Le costó carísimo decirlo, no fue un periodista cómodo, pero ahí está para dejar su eco en otras voces. Porque es necesario. “No conozco el desaliento, decía, estoy hecho a prueba de fracasos. Por mucho que te escondas, algún día te acabaré encontrando. Estamos condenados a entendernos y de ahí al amor solo hay un paso, un paso que casi siempre se da.

Vivimos tapados por un ruido inmenso, adocena desde las pantallas y altavoces, desde cualquier dispositivo de comunicación. Sirve a un propósito devastador: hacer pasar por bueno a quienes buscan el mal común para repartirse el botín entre sus elegidos.

Éramos muy jóvenes, en esa edad en la que no se piensa el futuro y no se aprecia en su dimensión el presente. Jesús Quintero decía: “El tiempo no es como el cartero que siempre llama dos veces. Los días perdidos se pierden para siempre. Cada instante es único y los que no se viven se quedan sin vivir”.

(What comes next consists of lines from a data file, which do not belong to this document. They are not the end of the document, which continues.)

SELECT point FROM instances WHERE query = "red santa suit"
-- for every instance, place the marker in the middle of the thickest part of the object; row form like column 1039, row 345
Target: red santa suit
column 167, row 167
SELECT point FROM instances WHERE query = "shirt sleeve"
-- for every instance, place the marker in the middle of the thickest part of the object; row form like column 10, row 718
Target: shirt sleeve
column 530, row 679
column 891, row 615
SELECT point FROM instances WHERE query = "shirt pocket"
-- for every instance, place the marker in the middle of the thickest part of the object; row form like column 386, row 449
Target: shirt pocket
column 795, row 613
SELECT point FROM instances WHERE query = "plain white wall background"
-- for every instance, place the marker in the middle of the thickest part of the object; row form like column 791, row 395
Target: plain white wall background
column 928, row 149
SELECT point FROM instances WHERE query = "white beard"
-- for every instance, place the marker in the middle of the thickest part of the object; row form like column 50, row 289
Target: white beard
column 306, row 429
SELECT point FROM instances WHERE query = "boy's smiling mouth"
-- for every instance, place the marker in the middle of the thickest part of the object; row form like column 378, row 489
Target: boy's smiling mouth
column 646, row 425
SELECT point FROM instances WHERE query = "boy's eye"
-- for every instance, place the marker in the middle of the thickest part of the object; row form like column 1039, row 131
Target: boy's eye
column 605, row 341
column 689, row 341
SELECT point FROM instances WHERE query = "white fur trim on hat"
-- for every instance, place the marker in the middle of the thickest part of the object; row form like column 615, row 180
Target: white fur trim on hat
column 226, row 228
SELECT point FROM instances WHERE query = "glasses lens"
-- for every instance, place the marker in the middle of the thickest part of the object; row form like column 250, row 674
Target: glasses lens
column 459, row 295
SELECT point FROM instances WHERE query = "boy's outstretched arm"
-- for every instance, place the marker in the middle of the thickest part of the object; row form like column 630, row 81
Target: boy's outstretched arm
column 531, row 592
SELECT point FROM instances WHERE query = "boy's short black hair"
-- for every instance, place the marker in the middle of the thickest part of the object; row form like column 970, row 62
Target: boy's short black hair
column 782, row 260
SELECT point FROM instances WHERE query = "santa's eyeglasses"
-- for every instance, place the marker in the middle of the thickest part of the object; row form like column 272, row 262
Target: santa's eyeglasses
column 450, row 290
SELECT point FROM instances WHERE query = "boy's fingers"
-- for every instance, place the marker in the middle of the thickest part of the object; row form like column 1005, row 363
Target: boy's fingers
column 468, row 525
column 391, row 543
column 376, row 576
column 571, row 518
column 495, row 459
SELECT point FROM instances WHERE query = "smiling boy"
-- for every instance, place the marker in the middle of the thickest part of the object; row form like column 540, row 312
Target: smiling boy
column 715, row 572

82 años nutridos, con amor y dejando huella no es un mal balance. Pero la siembre de la racionalidad, el compromiso irreductible, debería seguir por el bien de todos. Preguntas al viento, con sus preposiciones precisas y un punto de humor. Lo que importa es el mensaje. Hay aún una colina en lo alto, con buena visión, a la que no tizna -porque nunca puede alcanzarla- lo zafio y la mediocridad.